Heatmap3D() only allows non-negative matrix as input. Also default values are changes for some arguments, such as row names are put on the left side of heatmap, and clusterings are still applied but the dendrograms are not drawn by default.

Following is a demonstration of the usage of Heatmap3D():

set.seed(7)
mat = matrix(runif(100), 10)
rownames(mat) = LETTERS[1:10]
colnames(mat) = letters[1:10]
Heatmap3D(mat, name = "mat", column_title = "This is a 3D heatmap")

In the previous example, if bars close to the top of the heatmap or to the right of the heatmap have too large length, they will overlap to the heatmap title or the legend, in this case, we need to manually adjust the space between, e.g., title and the heatmap body.

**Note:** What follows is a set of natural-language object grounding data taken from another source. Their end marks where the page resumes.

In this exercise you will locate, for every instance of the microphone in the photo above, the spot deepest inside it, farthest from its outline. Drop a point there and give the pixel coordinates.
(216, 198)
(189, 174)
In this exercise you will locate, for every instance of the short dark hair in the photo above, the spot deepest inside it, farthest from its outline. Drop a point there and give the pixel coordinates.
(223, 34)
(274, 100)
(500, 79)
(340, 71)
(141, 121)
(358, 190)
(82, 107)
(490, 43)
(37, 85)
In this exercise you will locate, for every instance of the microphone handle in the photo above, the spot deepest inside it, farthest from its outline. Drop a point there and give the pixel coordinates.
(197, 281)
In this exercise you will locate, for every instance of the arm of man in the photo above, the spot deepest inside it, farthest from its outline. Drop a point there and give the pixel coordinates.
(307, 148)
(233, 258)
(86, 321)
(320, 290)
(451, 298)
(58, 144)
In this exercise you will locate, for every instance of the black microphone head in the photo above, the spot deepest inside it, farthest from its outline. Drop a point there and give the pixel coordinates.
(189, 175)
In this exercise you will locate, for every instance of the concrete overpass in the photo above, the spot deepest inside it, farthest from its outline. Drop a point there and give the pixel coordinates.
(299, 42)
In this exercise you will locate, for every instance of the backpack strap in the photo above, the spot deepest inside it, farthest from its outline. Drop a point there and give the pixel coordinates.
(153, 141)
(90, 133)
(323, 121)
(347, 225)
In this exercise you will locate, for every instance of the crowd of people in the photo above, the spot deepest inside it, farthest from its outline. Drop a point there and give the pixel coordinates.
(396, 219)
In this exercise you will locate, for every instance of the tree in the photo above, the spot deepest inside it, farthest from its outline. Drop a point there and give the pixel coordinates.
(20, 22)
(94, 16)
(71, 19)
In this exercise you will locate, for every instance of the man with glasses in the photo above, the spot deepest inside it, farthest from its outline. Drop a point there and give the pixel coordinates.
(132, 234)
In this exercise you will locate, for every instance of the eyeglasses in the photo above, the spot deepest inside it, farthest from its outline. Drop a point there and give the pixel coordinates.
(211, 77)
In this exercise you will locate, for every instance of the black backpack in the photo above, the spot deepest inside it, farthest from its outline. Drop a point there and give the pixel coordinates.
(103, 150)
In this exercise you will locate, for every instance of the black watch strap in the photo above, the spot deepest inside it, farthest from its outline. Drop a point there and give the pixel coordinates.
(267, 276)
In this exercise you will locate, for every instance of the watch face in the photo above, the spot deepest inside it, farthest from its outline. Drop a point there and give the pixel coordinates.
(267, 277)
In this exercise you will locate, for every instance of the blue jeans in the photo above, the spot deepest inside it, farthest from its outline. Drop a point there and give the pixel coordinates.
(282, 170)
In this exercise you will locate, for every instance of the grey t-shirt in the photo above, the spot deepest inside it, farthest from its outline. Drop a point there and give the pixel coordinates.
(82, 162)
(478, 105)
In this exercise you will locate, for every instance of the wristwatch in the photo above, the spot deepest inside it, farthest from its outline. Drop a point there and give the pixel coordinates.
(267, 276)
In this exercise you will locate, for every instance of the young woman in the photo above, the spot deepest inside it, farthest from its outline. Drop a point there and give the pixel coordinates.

In ComplexHeatmap, there are several global options that control the spaces between heatmap components. To solve the problem in the previous example, we can manually set a proper value for ht_opt$HEATMAP_LEGEND_PADDING and ht_opt$TITLE_PADDING.

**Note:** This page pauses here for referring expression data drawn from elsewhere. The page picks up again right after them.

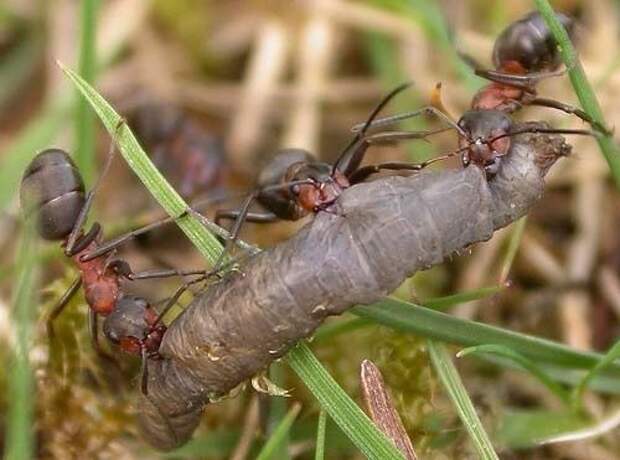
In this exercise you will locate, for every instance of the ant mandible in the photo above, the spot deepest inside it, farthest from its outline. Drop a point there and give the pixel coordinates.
(53, 190)
(295, 184)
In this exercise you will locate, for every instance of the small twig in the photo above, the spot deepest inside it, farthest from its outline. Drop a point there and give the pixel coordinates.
(313, 66)
(250, 425)
(381, 410)
(264, 72)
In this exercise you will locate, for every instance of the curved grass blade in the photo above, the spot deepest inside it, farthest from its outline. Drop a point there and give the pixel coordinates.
(319, 453)
(443, 303)
(347, 415)
(340, 407)
(582, 87)
(435, 325)
(612, 355)
(525, 363)
(84, 117)
(454, 386)
(513, 246)
(141, 164)
(20, 435)
(280, 434)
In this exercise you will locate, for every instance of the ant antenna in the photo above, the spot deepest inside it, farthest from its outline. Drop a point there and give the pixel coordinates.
(369, 121)
(436, 108)
(537, 130)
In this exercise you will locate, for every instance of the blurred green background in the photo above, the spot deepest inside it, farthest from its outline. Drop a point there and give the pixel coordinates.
(212, 89)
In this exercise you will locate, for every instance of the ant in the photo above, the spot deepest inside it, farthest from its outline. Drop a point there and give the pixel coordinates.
(295, 184)
(193, 159)
(484, 134)
(138, 329)
(53, 190)
(524, 54)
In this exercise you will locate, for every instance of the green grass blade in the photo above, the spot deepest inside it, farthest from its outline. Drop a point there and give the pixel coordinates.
(341, 408)
(141, 164)
(522, 361)
(279, 436)
(435, 325)
(87, 65)
(612, 355)
(277, 411)
(442, 303)
(341, 326)
(513, 246)
(523, 428)
(319, 450)
(347, 415)
(19, 438)
(582, 87)
(458, 394)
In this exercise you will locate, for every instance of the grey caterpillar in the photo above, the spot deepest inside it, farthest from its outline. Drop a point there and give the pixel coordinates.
(384, 231)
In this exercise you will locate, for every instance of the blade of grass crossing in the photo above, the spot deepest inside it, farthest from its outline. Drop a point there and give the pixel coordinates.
(152, 179)
(513, 247)
(454, 386)
(277, 412)
(525, 363)
(319, 449)
(19, 432)
(341, 408)
(347, 415)
(436, 325)
(612, 355)
(582, 87)
(279, 436)
(442, 303)
(84, 117)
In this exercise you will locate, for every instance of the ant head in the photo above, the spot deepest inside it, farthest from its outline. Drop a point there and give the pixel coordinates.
(323, 185)
(129, 323)
(277, 168)
(480, 146)
(527, 45)
(53, 189)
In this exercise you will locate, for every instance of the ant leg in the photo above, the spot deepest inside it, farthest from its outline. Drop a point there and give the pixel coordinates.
(236, 229)
(151, 274)
(218, 231)
(544, 102)
(81, 219)
(526, 81)
(178, 293)
(427, 110)
(255, 217)
(94, 335)
(349, 168)
(144, 372)
(60, 306)
(107, 246)
(350, 157)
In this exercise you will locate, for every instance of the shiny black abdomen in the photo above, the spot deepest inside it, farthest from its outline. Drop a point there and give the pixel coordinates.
(53, 189)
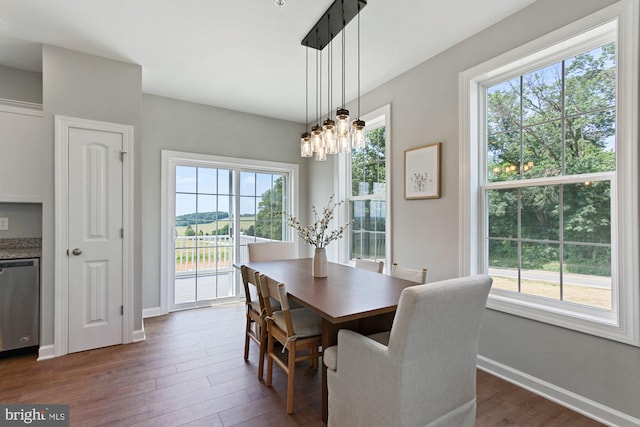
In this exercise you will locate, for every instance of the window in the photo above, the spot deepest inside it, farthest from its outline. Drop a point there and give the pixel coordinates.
(364, 187)
(213, 208)
(551, 197)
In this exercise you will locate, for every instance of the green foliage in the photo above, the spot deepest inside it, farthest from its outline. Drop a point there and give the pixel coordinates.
(543, 125)
(189, 231)
(200, 218)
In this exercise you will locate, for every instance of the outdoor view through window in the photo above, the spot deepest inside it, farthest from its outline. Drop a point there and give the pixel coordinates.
(367, 205)
(550, 174)
(210, 237)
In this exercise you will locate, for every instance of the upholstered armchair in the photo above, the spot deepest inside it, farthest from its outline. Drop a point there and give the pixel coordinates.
(422, 372)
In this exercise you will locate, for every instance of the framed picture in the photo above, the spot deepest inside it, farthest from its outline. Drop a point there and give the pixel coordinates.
(422, 172)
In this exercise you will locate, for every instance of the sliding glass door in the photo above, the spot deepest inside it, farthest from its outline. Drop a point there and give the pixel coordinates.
(218, 209)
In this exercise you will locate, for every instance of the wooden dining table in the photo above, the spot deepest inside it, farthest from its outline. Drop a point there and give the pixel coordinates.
(348, 297)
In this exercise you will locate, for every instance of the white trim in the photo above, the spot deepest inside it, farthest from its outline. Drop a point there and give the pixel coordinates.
(167, 204)
(9, 198)
(138, 335)
(20, 107)
(61, 273)
(559, 395)
(46, 352)
(152, 312)
(378, 117)
(625, 325)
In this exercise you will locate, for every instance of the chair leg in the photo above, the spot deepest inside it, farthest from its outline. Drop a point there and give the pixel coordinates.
(291, 376)
(263, 348)
(269, 359)
(247, 331)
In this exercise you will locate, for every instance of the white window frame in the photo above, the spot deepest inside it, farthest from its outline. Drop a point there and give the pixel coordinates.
(622, 323)
(171, 159)
(378, 117)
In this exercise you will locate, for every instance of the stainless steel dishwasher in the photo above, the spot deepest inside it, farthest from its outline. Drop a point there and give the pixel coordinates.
(19, 305)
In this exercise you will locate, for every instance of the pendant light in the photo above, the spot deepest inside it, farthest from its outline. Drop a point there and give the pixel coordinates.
(333, 136)
(359, 139)
(305, 138)
(342, 114)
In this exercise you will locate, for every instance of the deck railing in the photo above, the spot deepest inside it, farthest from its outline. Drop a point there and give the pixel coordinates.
(210, 254)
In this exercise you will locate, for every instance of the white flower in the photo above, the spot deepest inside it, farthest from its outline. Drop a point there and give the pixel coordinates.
(316, 234)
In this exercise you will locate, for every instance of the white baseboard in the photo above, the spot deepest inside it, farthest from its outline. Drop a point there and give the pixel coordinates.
(139, 335)
(566, 398)
(46, 352)
(152, 312)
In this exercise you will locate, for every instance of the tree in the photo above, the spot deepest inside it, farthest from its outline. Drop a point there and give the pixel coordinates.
(269, 218)
(550, 124)
(189, 231)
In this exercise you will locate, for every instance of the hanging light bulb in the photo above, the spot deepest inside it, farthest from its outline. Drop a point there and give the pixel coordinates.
(305, 145)
(316, 139)
(359, 138)
(321, 154)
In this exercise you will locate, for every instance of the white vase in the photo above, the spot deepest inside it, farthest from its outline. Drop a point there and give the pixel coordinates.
(319, 265)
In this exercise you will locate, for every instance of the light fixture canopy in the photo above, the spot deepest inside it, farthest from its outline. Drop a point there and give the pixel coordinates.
(334, 136)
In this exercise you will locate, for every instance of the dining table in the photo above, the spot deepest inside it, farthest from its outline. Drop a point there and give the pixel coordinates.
(348, 298)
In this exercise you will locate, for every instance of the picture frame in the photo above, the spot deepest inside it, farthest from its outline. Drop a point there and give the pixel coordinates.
(422, 172)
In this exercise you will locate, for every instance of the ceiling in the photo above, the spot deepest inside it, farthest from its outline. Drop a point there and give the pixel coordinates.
(243, 55)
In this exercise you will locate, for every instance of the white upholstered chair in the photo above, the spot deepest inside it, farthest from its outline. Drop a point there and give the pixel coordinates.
(375, 266)
(271, 251)
(422, 372)
(411, 274)
(298, 330)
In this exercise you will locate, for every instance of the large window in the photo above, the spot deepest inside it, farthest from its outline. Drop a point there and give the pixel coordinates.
(550, 202)
(365, 184)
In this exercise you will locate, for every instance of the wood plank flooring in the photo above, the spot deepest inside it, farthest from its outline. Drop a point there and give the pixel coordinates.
(190, 371)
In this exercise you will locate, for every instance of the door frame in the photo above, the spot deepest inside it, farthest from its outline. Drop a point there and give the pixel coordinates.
(61, 266)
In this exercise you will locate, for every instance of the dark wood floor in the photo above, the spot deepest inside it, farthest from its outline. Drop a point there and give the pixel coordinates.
(190, 371)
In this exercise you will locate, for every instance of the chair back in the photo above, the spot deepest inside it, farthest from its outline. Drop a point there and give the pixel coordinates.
(411, 274)
(270, 288)
(271, 251)
(375, 266)
(435, 335)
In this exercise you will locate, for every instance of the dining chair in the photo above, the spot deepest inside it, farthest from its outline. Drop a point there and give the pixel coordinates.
(375, 266)
(255, 329)
(422, 372)
(410, 274)
(298, 330)
(271, 251)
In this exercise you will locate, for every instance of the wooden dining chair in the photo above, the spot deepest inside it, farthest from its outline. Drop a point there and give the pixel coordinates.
(255, 329)
(375, 266)
(271, 251)
(411, 274)
(298, 330)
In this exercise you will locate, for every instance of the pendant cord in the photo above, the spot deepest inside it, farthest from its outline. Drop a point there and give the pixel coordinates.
(358, 60)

ht_opt$HEATMAP_LEGEND_PADDING = unit(5, "mm") ht_opt$TITLE_PADDING = unit(c(9, 2), "mm") # bottom and top padding
Heatmap3D(mat, name = "mat", column_title = "This is a 3D heatmap")

Reset the global options by ht_opt(RESET = TRUE):

ht_opt(RESET = TRUE)

Next I demonstrate another example which is applied to the well-known measles vaccine dataset. First I show the “normal 2D heatmap”. Code for generating the heatmap can be found here.

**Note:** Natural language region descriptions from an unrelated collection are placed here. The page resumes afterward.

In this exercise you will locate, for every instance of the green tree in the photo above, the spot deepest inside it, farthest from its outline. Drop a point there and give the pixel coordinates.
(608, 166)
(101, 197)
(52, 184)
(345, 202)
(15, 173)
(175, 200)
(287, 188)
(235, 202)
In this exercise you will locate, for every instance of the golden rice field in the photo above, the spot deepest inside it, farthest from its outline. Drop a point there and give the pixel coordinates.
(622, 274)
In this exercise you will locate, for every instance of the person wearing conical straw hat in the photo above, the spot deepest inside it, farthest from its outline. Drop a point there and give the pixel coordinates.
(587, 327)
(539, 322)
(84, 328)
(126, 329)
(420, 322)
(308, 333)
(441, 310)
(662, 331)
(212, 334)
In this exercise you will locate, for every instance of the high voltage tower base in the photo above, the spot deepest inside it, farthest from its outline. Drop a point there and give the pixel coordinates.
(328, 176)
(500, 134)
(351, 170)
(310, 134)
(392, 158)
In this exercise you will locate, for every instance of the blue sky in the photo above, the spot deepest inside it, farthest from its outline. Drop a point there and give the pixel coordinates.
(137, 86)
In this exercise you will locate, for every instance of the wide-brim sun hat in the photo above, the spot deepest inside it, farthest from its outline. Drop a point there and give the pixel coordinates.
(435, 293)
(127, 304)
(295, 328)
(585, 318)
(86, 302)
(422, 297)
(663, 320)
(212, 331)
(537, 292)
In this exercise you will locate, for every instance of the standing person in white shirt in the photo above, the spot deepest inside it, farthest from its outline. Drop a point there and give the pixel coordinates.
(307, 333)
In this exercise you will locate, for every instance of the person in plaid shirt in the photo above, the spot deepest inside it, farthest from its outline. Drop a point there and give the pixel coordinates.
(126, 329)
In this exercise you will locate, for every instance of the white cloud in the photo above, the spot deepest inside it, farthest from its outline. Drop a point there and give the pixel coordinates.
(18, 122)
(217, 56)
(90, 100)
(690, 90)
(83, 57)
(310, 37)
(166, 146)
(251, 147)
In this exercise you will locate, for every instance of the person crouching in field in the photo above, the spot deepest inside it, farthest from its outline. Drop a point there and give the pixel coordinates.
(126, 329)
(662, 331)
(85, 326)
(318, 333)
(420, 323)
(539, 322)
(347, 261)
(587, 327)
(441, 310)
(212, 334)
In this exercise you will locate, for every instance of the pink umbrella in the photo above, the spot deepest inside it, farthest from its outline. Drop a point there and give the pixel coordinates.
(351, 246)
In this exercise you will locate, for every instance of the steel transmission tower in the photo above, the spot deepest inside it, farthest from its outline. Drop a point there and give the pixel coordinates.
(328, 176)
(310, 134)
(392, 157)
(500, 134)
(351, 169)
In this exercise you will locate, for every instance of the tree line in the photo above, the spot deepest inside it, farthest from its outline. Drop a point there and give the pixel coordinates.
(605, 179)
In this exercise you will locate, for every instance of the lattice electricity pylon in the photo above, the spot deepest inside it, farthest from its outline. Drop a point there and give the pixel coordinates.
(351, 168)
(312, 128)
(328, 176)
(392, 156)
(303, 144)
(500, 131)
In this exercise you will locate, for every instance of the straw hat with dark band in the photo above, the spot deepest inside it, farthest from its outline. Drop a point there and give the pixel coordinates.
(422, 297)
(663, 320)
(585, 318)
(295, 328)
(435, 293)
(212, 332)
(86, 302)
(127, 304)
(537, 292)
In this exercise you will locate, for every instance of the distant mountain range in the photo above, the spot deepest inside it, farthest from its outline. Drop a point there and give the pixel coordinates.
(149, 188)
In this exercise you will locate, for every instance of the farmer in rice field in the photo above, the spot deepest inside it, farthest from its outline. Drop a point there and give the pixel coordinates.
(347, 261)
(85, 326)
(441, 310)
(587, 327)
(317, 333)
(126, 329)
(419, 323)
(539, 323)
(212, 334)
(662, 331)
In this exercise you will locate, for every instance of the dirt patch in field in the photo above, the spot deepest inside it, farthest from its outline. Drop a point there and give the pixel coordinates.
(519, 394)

To change it to 3D visualization, simply replace Heatmap() with Heatmap3D() and most of the original arguments for Heatmap() can still be put there. For simplicity, in the 3D heatmap, I removed the top annotation and the right annotation.

mat = readRDS(system.file("extdata", "measles.rds", package = "ComplexHeatmap"))
year_text = as.numeric(colnames(mat))
year_text[year_text %% 10 != 0] = ""
ha_column = HeatmapAnnotation(
year = anno_text(year_text, rot = 0, location = unit(1, "npc"), just = "top")
)
col_fun = circlize::colorRamp2(c(0, 800, 1000, 127000), c("white", "cornflowerblue", "yellow", "red"))
ht_opt\$TITLE_PADDING = unit(c(15, 2), "mm")
Heatmap3D(mat, name = "cases", col = col_fun,
cluster_columns = FALSE, show_row_dend = FALSE,
show_column_names = FALSE,
row_names_side = "left", row_names_gp = gpar(fontsize = 8),
column_title = 'Measles cases in US states 1930-2001\nVaccine introduced 1961',
bottom_annotation = ha_column,
heatmap_legend_param = list(at = c(0, 5e4, 1e5, 1.5e5),
labels = c("0", "50k", "100k", "150k")),
# new arguments for Heatmap3D()
bar_rel_width = 1, bar_rel_height = 1, bar_max_length = unit(2, "cm")
)

By the way, it is also possible to turn the static 3D heatmap to an interactive Shiny application by package InteractiveComplexHeatmap. See the following figure:

Heatmap3D() can do a lot of things that are the same as Heatmap(), such as adding annotations, splitting the heatmap or concatenating more heatmaps by +/%v%. But since 3D visualization is in general not a good idea and it actually won’t give you more information than what you can get from 2D visualization, thus, if you want to use Heatmap3D(), you better keep it as simple as possible. Also, please apply it to small matrices, it will take long time to generate for large matrices.